Если бы не было зовущего голоса антимира, то деревьям моего Леса незачем было бы терпеть однозначность собственных преступлений. Но я-то знаю, что никому из моих деревьев не удается никуда вернуться – точнее, я этого не знаю, лишь полагаю, что не удаётся, потому что если каждое срубленное дерево или умерший человек всё же воскреснет дня через три после своей погибели, то всё равно не вернётся назад, в свой прежний мир, где он столь счастливо бродил со своими учениками. Не говоря уж о том, что не вернётся в допрежний, где ему приходилось существовать в виде лучистой энергии, – он окажется в совершенно ином мире, где нет моего одиночества. Вся множественность жизни Леса не сможет в каждом своём элементе избегнуть той же участи – моё одиночество было подвергнуто неисчислимому раздроблению, и опыт моего страдания повторён в бесконечных вариантах. Да, я рождался и умирал во всех своих деревьях, но все эти рождения, жизни и смерти не прибавили к моему незнанию ничего. А что они могли прибавить, если в каждом из них это я рождался, жил и умирал – каждый из них лишь повторял мою бесплодную, причудливую игру в бытие. Но, рождаясь, я всякий раз ожидаю увидеть себя иным, но, умирая, я всегда надеюсь воскреснуть. И что же, что кроется за этим моим самым тёмным, самым тяжким желанием -больше не рождаться, не жить и не умирать?
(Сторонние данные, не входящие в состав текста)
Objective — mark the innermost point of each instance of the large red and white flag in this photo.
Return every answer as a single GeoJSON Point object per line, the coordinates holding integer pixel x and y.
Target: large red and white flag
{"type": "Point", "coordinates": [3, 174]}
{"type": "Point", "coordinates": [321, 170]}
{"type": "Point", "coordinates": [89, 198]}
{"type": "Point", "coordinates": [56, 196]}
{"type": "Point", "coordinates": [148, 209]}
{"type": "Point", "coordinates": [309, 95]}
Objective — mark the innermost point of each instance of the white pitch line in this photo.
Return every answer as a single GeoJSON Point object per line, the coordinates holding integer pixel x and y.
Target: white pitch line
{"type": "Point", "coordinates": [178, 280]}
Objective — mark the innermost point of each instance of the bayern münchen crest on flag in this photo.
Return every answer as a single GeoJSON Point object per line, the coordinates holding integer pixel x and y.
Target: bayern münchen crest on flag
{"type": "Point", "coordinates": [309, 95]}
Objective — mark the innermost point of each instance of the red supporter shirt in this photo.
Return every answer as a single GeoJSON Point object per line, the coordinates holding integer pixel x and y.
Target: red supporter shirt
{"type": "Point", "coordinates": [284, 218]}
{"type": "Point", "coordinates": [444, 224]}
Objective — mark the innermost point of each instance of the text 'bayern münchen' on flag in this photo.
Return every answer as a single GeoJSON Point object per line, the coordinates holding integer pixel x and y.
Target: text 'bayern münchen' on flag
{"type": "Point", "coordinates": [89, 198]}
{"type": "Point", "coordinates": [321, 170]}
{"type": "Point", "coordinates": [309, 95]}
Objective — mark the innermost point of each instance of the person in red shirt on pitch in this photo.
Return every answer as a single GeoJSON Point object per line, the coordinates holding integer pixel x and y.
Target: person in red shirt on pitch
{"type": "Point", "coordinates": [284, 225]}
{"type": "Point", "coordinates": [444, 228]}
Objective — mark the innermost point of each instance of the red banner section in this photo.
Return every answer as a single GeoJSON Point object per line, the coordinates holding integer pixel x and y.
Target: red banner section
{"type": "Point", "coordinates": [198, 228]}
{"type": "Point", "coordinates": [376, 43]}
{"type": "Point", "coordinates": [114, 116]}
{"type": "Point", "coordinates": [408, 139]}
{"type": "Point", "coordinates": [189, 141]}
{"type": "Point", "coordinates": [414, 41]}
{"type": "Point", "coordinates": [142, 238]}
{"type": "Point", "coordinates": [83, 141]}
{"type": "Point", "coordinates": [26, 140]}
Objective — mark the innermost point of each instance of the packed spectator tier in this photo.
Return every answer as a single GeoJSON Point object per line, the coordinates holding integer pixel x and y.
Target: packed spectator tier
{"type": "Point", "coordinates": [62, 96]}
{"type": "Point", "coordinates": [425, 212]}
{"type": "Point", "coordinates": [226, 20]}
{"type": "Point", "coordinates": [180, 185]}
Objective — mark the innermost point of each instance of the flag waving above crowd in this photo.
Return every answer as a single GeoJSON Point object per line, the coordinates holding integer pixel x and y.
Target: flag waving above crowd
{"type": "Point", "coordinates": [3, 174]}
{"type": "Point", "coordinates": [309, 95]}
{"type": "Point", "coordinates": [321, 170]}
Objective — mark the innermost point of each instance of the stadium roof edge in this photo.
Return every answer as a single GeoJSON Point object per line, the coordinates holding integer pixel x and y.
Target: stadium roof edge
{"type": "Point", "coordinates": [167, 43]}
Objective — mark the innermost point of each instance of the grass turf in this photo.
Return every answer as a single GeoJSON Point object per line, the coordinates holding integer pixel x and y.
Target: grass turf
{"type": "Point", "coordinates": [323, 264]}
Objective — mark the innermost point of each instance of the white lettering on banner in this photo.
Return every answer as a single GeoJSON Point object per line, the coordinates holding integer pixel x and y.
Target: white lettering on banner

Я ведь ясно понимаю, что, не избавившись от подобного противоречия, буду пропускать в свой дом, устроенный на данном небесном теле, всё большее число врагов, незримых и злых, несущих в себе идеи всеобщей тьмы и пустоты. Опьяняясь мысленным представлением инобытия, которое откроется мне, если удастся покончить с собой, я вхожу в противоречие со своим созидательным творчеством, – и странным, жалким выглядит тогда мой обречённый Лес на земных холмах и долинах. Напрасным окажется тот удивительный ход в моей игре, когда некоторой части деревьев Леса дал я взамен корней, крепящих к земле, проворные ноги. И самым бесплодным будет высший взлёт моего творчества, когда я решил одному из видов двуногих дать то, чем сам владею – способностью мыслить. Ибо, почувствовав неизмеримое преимущество над всеми другими тварями, мыслящая тварь немедленно приступила к созиданию своей истории, которая с самого начала являет собою абсолютно верный, последовательный путь самоистребления. В проявлении подобного грустного, безнадёжного качества сказалась – не могла не сказаться – коварная наследственность. В чём же можно винить бедные деревья, если сам их Отец несёт в себе фундаментальное противоречие: мощную идею существования, неуклонно переходящую в великую страсть к небытию.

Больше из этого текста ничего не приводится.